Maliye Bakanı Mehmet Şimşek, Türkiye'nin Arap dünyasıyla bağlarının zaten ortada olan bütünleşmenin üzerine yerleşmemesi için neden bulunmadığını ancak genel olarak yollarının serbest ticaret olduğunu belirterek, "Çünkü bütün bölgeyi kalkındıracak olan budur" dedi. Şimşek, 5. Türk-Arap Ekonomi Forumu'nun kapanışında soruları yanıtlarken, politika düzenleyicilerinin anlaşmalar yapabileceğini ancak sonuçta bu tür etkinliklerin, birebir etkileşimleri kolaylaştırdığı takdirde anlamlı olacağını söyledi. Arap Serbest Ticaret Bölgesi ve Arap Gümrük Birliği projeleri hatırlatılarak sorulan "Türkiye'nin Lübnan, Suriye, Ürdün'le yaptığı işbirliği görüşmelerinde bu ülkelerle Arap Serbest Ticaret Bölgesi arasında entegrasyon var mı? Arap dünyasında Türkiye'nin rolü büyük bir memnuniyetle karşılanıyor ancak Arap ülkelerinde buna ilişkin bir korku var" şeklindeki soru üzerine Şimşek, şunları kaydetti: "Rekabet olmaksızın, inovasyon verimlilik olmaz ama kaygıları anlamıyor değilim. Serbest ticaret anlaşmalarında, geçiş dönemi çok önemlidir. Çünkü diyelim bir ülke diğerine göre daha gelişkindir, arada bir geçiş dönemi olması lazım."

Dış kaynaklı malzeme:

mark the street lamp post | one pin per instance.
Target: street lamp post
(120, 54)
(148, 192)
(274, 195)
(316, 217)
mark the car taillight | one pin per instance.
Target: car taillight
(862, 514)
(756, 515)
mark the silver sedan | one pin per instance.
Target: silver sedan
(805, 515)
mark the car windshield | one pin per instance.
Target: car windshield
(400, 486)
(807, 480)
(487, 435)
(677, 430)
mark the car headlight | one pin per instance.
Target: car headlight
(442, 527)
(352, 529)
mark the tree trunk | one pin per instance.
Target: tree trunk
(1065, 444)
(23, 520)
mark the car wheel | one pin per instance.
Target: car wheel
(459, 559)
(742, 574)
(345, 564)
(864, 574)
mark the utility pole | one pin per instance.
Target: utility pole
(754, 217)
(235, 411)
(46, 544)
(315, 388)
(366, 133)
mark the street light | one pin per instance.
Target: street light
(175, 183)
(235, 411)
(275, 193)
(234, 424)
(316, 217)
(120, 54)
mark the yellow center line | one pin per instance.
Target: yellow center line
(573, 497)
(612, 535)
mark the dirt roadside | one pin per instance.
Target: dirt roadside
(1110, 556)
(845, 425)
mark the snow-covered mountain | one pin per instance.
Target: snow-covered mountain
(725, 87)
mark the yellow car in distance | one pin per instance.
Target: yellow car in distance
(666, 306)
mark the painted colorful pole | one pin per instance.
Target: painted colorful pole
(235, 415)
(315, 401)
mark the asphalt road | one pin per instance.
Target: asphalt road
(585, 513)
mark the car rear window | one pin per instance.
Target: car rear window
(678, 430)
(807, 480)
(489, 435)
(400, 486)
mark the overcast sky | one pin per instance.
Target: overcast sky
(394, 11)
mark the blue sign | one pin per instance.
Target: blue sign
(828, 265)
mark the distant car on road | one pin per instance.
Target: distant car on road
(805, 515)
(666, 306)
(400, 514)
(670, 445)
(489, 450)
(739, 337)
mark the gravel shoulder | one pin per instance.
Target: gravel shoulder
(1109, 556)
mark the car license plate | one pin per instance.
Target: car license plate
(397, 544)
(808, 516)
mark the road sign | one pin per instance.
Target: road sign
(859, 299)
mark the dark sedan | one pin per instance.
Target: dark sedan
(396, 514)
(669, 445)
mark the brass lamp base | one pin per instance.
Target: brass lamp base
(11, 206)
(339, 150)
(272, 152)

Şimşek, Arap ülkeleri arasındaki ticaretin, 2-3 trilyon dolarlık genel ticaret hacminden çok küçük bir pay aldığına dikkati çekerek, şu

değerlendirmelerde bulundu: "Bölgesel entegrasyonun derinleştirilmesi, yürümemiz gereken yoldur. Kurallarınızı uyumlaştırabilirseniz, insanların, malların, hizmetlerin serbest dolaşımını sağlayabilirseniz tabii ki ticaret artacaktır. Bu bölgenin daha çok istikrara, barışa ve refaha ihtiyacı var. Türkiye'nin Arap dünyasıyla bağlarının zaten ortada olan bütünleşmenin üzerine yerleşmemesi için hiçbir neden yok ama genel olarak serbest ticaret bizim yolumuz çünkü bütün bölgeyi kalkındıracak olan budur."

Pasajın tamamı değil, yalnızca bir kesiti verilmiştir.